Correct some not-so-magic changes Abbyy has done.
Generate a PDF with MRC compression and desired image quality.
(Yes, all of this is Windows-only, and I’ve not found an equivalent way to do it with a Mac).

If a book is too old, or it is too damaged, you can end up with a destroyed book after scanning. In that case I use iPhone:

Use ScannerPro (Readdle). This application has been superior in page cropping, removing curved pages and so on. For two years or so, it has been a piece of crap but sometimes still useful. Crashes and crashes and other issues.
Export a full image quality PDF.
Continue in windows with Abbyy Finereader 15 PDF editor.

However, I’m awaiting [this preciosity] (ET24 Pro - Incomparable Professional Book Scanner | Indiegogo). Currently it is stopped at Customs. And I think ti will change my entire scanning flow and force me to re-scan yet scanned books. Or be a 400 euro piece of garbage. Time will say.
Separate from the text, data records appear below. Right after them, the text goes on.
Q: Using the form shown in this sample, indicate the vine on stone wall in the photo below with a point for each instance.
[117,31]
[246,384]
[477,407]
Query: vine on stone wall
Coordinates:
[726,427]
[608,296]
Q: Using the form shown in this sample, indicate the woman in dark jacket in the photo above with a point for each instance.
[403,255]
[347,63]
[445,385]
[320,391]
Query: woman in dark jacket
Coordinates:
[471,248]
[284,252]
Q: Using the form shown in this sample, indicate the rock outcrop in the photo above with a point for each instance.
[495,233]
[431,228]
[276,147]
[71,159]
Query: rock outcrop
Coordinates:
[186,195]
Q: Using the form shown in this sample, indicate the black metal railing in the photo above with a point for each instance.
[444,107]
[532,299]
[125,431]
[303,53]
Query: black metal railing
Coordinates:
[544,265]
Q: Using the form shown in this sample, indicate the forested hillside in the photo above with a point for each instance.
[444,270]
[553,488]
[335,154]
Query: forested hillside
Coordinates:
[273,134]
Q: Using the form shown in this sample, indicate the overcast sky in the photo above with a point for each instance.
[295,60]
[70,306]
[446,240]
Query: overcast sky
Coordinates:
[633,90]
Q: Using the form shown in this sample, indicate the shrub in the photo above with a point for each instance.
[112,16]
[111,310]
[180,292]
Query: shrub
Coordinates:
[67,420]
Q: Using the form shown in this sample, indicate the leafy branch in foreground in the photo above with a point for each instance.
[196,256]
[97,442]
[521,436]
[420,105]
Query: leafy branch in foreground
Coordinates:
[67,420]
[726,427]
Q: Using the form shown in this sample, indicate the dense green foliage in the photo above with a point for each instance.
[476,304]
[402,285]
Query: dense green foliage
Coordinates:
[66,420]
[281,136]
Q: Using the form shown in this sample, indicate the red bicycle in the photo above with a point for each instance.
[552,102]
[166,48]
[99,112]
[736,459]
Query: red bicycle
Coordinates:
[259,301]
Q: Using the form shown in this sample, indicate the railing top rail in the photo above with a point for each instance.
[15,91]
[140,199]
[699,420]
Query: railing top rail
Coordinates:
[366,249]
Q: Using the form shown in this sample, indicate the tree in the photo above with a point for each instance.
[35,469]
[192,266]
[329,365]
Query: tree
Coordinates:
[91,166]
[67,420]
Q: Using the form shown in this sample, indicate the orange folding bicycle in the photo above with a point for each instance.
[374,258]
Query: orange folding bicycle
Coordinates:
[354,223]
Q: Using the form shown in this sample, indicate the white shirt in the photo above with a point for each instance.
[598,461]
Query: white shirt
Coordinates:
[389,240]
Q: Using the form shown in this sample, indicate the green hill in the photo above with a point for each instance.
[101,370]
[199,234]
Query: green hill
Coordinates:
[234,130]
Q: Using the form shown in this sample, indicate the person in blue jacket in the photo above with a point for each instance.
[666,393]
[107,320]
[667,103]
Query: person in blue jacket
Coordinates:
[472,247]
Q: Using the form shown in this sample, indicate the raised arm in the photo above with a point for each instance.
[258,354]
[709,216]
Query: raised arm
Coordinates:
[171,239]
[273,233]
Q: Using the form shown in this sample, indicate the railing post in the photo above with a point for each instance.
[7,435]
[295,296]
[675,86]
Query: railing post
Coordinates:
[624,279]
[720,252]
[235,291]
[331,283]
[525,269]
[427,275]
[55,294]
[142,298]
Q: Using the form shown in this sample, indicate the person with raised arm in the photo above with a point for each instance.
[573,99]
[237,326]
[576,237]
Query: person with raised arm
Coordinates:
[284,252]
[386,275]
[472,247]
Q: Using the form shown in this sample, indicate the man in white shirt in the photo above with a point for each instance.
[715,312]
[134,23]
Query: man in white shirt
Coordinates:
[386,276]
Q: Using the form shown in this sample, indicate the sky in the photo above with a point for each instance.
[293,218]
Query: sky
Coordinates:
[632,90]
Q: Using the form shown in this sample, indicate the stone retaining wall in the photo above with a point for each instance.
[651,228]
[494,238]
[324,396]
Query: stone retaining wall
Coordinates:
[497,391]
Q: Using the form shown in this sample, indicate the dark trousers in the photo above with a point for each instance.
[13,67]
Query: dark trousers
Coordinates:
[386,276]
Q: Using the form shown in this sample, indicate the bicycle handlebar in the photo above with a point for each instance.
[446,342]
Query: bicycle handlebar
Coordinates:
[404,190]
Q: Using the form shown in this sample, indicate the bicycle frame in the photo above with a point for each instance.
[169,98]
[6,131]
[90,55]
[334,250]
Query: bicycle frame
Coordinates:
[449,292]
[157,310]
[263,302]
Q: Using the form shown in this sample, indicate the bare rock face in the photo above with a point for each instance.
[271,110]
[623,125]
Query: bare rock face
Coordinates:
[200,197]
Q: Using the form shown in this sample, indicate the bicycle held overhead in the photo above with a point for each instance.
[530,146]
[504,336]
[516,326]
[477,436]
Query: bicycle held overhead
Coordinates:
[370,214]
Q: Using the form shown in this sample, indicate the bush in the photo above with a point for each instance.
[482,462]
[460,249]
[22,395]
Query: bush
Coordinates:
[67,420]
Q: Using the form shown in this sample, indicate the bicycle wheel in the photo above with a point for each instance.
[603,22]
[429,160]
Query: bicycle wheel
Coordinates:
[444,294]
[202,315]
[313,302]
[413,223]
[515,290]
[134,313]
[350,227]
Blanc · September 2, 2022, 7:36am

That looks pretty amazing! Enjoy, and perhaps drop some feedback when you have it up and running

rfog · September 14, 2022, 10:30am

I’m using the ET24 Pro scanner a couple of days, and I think it will be my definitive scanner (until they release a new one with more DPI). It can do 320 DPI now, but has a 350 option and a custom one until 7000 I’ve not used.

My current flow with this scanner is:

Run the CZUR software (in macOS, yes, macOS version works faster and more reliable than Windows one in same iMac). Be careful because it seems does not work in Silicon.
Scan both covers with auto-crop or manual crop in scan interface.
Select the dual curved page option, take the finger cots (yellow thingies), and start scanning with the pedal like a pro. It is fast: next page, handle pages with cots, pedal, next page, handle pages with cots, pedal… No delays waiting for images to be processed or sent from scanner to program, etc…
Close scanner interface, go back to the main program interface.
Batch process images, cropping the excess of left and right sides generated by the book thickness.
Batch color image optimizing.
Generate the PDF with OCR and MRC.

A 400 pages book takes about 1/2 hour all process if the pages are well glued, and it opens more or less well. The curve of the pages is automagically removed even if the central curve is very pronounced.
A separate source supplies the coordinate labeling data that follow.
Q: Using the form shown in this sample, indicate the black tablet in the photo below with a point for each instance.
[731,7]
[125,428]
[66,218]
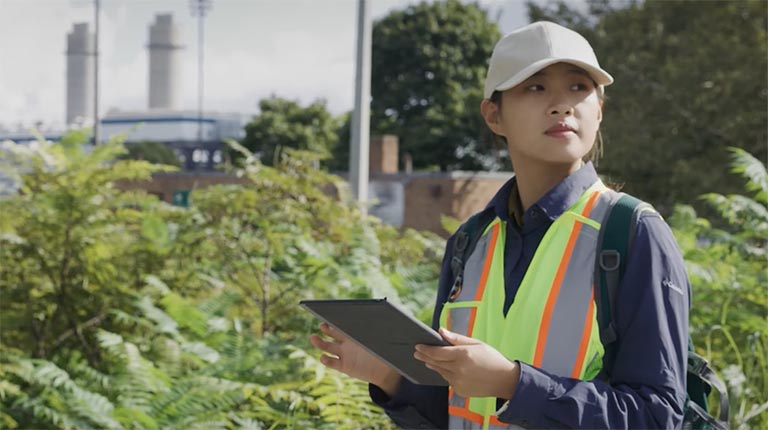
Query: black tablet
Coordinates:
[385,330]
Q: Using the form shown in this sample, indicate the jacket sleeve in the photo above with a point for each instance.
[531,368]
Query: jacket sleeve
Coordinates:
[420,406]
[647,387]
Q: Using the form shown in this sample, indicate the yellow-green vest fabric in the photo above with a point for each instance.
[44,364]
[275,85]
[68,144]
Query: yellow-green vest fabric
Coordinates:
[552,321]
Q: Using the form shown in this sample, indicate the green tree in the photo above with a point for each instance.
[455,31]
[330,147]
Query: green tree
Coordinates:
[283,123]
[428,67]
[691,79]
[126,312]
[153,152]
[727,268]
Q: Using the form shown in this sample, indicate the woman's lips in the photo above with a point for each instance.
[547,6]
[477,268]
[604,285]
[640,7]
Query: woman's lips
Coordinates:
[560,131]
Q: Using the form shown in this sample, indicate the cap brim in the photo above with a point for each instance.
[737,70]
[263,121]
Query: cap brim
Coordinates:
[600,76]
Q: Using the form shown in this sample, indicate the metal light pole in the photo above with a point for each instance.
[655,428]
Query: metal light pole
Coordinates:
[359,147]
[199,9]
[96,119]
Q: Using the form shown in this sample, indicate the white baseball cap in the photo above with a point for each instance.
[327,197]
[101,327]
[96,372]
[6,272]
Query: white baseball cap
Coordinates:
[525,51]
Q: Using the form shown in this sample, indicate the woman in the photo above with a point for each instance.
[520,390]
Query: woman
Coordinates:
[525,348]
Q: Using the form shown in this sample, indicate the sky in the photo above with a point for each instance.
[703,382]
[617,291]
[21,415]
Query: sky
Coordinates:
[297,49]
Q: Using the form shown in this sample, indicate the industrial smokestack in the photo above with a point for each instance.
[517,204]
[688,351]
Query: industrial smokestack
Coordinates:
[164,64]
[80,74]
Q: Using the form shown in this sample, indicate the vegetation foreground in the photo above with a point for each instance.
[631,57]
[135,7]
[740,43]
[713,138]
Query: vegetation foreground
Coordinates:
[119,311]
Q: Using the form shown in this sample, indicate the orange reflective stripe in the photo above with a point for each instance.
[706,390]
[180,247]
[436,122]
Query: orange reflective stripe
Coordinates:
[552,298]
[590,203]
[488,261]
[484,277]
[466,414]
[584,337]
[495,421]
[555,290]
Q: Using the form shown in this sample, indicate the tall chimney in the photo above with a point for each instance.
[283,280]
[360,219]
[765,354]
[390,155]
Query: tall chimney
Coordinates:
[164,63]
[383,154]
[80,74]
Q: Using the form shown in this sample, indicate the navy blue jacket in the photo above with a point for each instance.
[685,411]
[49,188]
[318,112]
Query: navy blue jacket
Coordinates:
[647,387]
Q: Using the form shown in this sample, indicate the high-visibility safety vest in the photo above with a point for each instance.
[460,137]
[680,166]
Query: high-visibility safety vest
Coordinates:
[552,321]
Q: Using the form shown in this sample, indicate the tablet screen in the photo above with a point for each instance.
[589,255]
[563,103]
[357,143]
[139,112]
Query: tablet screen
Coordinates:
[385,330]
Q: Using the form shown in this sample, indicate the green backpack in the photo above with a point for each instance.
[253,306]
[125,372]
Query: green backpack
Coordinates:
[615,238]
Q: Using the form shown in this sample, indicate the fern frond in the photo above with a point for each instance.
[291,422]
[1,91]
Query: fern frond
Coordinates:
[753,170]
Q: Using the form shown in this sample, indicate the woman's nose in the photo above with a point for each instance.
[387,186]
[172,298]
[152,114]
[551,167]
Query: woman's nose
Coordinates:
[561,110]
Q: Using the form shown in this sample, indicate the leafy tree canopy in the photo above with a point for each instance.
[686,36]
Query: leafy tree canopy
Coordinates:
[283,123]
[428,66]
[691,80]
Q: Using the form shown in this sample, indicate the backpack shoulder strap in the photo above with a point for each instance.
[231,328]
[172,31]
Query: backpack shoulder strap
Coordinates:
[615,240]
[617,232]
[465,242]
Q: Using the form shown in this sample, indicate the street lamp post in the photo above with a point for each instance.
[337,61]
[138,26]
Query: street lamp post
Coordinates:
[199,9]
[96,119]
[358,157]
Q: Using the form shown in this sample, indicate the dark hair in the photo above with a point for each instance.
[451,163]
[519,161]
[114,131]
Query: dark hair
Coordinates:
[593,155]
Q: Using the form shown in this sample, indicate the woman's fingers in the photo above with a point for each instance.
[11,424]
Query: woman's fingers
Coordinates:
[444,372]
[331,362]
[326,346]
[332,332]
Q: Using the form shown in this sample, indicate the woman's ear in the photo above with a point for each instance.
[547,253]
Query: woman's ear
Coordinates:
[491,115]
[600,112]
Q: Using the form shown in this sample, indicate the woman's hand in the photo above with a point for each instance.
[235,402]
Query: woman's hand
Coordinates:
[473,368]
[348,357]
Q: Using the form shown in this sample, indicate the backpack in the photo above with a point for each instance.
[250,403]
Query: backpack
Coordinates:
[615,238]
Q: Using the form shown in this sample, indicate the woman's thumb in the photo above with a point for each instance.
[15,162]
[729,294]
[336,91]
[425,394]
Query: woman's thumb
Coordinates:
[455,338]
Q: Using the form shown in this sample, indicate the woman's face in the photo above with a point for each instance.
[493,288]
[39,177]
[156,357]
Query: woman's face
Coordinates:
[552,117]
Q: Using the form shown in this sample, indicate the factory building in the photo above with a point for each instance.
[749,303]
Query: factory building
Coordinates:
[80,75]
[197,140]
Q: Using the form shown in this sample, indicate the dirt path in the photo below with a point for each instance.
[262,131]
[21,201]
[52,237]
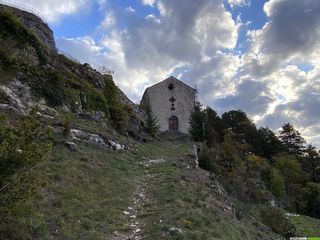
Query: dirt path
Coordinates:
[140,198]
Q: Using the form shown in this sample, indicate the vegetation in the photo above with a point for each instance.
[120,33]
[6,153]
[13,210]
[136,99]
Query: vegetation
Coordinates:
[24,144]
[277,221]
[246,154]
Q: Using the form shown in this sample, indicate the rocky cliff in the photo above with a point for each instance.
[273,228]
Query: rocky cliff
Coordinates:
[34,23]
[31,68]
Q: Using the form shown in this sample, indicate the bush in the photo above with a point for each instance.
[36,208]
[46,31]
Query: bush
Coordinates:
[207,160]
[22,145]
[12,27]
[275,219]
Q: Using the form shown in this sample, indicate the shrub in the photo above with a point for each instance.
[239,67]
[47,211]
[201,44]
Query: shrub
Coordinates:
[275,219]
[117,112]
[207,160]
[22,145]
[12,27]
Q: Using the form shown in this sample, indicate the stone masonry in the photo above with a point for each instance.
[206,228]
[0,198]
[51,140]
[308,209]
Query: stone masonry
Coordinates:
[172,102]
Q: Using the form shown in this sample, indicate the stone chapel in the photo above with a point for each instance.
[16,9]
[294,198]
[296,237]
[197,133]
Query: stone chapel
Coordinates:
[172,102]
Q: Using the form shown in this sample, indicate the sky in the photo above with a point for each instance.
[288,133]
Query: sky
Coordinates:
[256,55]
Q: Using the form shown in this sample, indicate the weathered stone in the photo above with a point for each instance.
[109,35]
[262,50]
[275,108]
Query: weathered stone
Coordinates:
[33,22]
[96,116]
[175,230]
[172,102]
[71,145]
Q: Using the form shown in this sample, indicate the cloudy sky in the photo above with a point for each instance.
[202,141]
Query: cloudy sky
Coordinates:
[259,56]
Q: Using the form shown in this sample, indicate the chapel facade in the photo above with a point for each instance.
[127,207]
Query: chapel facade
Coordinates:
[172,102]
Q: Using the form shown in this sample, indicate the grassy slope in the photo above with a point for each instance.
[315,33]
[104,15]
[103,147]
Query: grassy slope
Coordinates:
[88,190]
[306,226]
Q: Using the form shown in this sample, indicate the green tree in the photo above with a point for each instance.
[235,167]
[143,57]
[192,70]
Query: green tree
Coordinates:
[291,139]
[267,144]
[22,145]
[115,107]
[241,125]
[312,161]
[289,167]
[275,219]
[313,199]
[277,184]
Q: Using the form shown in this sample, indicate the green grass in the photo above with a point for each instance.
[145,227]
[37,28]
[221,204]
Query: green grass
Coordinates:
[306,226]
[182,198]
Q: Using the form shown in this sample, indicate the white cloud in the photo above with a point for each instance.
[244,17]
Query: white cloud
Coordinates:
[241,3]
[196,42]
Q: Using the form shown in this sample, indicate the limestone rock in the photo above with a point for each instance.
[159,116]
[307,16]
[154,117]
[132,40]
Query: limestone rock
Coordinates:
[71,145]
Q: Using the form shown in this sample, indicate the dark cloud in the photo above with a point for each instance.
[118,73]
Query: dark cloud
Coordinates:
[294,27]
[250,96]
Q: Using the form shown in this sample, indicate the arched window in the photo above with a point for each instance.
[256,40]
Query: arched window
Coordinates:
[173,123]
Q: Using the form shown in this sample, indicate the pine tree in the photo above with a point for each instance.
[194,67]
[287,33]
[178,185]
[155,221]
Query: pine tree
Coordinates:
[313,161]
[291,139]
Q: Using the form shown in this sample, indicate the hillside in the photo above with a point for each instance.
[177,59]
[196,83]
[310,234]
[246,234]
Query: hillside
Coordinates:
[77,161]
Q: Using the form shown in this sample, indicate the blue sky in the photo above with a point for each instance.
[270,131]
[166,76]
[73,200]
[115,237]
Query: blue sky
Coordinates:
[259,56]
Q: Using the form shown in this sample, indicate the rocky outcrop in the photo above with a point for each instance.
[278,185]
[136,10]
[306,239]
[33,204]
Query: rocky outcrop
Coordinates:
[82,136]
[17,98]
[35,23]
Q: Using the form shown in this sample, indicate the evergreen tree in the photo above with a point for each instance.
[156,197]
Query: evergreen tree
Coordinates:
[267,144]
[241,125]
[291,139]
[312,161]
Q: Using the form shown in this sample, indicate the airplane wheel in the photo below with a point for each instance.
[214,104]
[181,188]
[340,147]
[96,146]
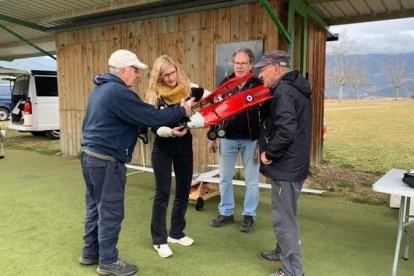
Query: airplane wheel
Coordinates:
[199,204]
[211,134]
[221,132]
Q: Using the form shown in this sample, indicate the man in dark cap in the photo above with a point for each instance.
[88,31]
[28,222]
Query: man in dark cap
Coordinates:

And crop processing is like magic. There are two options with sub-options, but one option allows to remove the thickness excess at left and right sides caused by the different book thickness as you go from start to end of the book, and the other to simply crop or white fill.
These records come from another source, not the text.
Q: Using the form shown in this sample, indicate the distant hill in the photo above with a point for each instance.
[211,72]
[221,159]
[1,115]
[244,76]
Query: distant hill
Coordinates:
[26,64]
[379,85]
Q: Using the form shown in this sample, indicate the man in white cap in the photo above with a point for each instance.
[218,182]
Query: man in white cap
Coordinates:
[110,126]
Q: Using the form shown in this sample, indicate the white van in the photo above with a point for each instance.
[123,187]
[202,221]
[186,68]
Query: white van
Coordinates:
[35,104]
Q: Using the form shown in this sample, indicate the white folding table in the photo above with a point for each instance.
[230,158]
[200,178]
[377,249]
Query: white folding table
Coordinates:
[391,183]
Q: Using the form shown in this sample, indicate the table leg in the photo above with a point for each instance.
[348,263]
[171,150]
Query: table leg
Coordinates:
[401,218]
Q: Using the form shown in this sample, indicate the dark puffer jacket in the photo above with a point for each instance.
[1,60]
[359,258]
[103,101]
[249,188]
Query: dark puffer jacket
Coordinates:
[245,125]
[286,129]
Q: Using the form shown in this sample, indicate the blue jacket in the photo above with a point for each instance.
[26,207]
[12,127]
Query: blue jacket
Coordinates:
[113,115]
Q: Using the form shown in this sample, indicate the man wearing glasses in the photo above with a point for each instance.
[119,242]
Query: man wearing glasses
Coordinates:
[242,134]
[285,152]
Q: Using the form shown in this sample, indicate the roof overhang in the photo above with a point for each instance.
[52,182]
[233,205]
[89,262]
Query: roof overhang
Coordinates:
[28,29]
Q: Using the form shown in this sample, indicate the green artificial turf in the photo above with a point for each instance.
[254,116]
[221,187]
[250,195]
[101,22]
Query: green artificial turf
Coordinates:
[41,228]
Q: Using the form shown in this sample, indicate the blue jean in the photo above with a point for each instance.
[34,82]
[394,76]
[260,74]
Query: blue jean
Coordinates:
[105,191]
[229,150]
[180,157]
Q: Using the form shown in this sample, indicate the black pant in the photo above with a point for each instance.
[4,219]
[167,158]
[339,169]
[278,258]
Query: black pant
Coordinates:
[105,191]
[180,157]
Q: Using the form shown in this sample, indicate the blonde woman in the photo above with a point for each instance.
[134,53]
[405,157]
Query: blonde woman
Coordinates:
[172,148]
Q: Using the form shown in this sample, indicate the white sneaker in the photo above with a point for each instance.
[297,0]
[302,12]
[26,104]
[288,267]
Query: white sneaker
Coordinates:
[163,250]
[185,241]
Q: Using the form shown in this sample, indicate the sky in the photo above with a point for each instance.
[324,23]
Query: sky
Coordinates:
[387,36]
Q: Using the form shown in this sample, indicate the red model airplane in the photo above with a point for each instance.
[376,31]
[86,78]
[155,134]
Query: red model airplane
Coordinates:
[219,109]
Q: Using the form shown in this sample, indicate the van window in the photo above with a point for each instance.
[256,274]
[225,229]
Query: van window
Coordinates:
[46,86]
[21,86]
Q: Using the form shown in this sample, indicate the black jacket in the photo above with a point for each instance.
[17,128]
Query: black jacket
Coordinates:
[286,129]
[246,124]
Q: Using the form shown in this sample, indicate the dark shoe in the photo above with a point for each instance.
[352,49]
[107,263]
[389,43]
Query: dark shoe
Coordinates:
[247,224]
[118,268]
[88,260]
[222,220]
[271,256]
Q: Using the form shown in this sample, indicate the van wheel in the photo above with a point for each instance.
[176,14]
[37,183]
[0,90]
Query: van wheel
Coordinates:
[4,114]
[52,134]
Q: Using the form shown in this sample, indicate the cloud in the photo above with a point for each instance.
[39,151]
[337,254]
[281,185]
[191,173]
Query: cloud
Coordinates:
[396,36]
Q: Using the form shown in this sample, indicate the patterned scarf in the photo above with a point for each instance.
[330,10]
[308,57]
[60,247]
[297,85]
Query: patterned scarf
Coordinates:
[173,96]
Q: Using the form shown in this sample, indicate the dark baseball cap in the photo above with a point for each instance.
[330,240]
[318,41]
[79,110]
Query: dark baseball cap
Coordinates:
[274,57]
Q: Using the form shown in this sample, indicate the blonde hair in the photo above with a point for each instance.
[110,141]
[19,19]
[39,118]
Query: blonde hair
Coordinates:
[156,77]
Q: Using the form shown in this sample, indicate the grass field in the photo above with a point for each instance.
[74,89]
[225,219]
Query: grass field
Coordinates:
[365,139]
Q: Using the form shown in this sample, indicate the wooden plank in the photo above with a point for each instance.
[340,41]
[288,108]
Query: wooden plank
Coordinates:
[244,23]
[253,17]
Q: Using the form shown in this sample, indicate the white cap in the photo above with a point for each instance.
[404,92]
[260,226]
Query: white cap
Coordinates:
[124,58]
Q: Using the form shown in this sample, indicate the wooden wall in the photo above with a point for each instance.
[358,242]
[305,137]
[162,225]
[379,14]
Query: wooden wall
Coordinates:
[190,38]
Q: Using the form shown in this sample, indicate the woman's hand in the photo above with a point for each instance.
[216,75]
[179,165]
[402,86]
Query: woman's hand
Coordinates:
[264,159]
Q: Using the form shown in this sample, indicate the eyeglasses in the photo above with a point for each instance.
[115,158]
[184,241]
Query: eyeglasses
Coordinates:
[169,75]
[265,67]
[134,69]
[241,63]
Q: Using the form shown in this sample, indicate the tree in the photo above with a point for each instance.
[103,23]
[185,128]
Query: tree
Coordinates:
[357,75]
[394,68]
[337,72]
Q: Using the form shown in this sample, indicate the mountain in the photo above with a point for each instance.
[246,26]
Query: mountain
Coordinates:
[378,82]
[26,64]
The idea inside the program cropping is enormously powerful. You have a crop baseline that is general for all pages and a special crop-line for each page. In preview mode, you can manually adjust both lines and the program is intelligent enough to know if a page size is not enough. You can crop from side to side, or crop from image center… and preview all before doing it, all on the same screen. I’m in love with it.

Generated PDFs are very thin if you select mid image quality and “process images” option, which is a synonym for MRC compression and rotation compensation. You can generate a well facsimile PDF without excessive weight selecting no image processing and 95% of image quality, which allows enable the JPEG compression routines without eye-quality losing. You don’t need professional quality PDF processing if you don’t need sub-pixel MRC optimization, mess with detected OCR areas inside pages or dictionary correction.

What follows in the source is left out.